Richard Karl Freiherr von Weizsäcker, der am Samstag im Alter von 94 Jahren gestorben ist, hatte den Mut, öffentlich eine Lebenslüge anzuprangern, die eine Zeit lang auch seine eigene gewesen sein mag. Es ist eine Lebenslüge, die damals wie heute von zu vielen Deutsche geglaubt wird: dass Deutschland nur an der Übermacht seiner Gegner zugrunde gegangen ist – und nicht an sich selbst. Die bedingungslose Kapitulation des Deutschen Reiches  am 8. Mai 1945 und die daraus resultierende Teilung des Landes – so die Kernbotschaft seiner berühmtesten Rede – sind nicht zu trennen vom 30. Januar 1933, dem Tag, an dem Adolf Hitler die Macht übernahm.

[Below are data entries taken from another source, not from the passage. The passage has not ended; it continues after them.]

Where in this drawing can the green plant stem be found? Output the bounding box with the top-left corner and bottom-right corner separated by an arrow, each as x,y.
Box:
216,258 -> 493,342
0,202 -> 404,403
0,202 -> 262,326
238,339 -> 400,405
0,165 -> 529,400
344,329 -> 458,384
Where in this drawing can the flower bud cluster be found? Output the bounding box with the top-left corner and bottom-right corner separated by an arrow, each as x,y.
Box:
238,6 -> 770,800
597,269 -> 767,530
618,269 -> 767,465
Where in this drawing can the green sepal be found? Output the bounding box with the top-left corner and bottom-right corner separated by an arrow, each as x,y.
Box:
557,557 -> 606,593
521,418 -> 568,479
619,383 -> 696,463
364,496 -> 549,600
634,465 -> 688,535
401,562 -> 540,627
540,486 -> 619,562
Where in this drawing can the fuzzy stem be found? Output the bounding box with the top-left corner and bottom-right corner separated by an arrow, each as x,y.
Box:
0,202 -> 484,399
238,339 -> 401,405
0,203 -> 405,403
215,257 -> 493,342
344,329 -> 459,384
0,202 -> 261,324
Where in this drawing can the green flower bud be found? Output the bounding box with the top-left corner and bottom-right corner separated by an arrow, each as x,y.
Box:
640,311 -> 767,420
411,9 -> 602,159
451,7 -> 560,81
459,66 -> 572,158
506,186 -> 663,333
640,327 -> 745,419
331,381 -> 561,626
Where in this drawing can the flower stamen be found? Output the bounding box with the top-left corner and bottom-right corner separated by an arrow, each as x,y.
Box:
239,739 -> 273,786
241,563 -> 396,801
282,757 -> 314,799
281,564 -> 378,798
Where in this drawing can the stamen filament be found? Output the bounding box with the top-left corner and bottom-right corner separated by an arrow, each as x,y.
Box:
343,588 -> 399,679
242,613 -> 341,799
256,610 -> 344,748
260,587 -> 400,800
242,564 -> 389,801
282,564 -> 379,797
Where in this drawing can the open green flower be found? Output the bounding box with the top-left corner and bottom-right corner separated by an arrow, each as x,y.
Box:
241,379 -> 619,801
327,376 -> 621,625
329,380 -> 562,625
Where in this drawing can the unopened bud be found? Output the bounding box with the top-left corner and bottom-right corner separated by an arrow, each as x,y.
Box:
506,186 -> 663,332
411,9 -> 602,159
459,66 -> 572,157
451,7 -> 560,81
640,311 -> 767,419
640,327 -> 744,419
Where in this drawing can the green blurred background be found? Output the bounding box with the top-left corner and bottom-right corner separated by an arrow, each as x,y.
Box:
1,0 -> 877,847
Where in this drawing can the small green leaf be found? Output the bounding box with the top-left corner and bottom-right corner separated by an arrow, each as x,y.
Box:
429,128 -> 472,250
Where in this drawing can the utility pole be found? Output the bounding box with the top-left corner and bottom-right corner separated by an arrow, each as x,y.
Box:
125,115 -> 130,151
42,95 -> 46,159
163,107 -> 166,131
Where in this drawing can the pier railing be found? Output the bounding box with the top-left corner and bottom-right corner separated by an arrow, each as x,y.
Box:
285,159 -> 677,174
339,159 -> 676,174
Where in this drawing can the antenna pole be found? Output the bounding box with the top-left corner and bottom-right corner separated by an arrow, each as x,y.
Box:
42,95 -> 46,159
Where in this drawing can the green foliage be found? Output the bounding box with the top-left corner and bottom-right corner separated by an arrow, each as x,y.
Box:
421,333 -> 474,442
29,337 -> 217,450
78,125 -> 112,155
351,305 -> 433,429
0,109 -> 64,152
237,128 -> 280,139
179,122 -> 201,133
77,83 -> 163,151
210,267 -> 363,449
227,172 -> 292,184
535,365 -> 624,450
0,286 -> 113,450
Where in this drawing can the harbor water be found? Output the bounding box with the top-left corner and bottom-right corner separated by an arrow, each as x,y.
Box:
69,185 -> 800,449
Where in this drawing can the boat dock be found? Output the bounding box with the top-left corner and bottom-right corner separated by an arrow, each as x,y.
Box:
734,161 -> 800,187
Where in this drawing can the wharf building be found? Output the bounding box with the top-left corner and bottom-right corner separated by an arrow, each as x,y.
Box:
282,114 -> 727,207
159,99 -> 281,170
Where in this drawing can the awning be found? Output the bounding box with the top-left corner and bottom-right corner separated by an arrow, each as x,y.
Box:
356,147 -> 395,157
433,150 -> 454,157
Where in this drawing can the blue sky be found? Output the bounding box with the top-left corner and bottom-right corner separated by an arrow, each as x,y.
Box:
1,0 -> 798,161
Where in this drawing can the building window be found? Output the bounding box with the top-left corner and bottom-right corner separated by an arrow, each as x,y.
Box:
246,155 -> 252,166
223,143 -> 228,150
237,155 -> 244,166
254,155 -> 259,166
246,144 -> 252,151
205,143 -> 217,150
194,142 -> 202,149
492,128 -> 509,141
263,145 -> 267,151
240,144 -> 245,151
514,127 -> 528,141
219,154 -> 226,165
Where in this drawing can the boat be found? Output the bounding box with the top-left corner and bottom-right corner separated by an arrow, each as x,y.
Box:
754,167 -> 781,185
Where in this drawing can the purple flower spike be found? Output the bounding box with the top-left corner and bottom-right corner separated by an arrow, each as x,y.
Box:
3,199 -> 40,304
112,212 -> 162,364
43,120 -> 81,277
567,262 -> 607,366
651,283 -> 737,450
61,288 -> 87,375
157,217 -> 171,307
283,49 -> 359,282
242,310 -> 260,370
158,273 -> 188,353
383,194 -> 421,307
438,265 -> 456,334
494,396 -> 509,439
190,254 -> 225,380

Es war diese Rede zum 40. Jahrestag des Kriegsendes, die seinen Ruhm begründete. Sie sollte ein Maßstab für alle ihm nachfolgenden Amtsinhaber werden. Der CDU-Politiker Weizsäcker erreichte und bewegte mit ihr viele Menschen, auch und gerade außerhalb seiner Partei.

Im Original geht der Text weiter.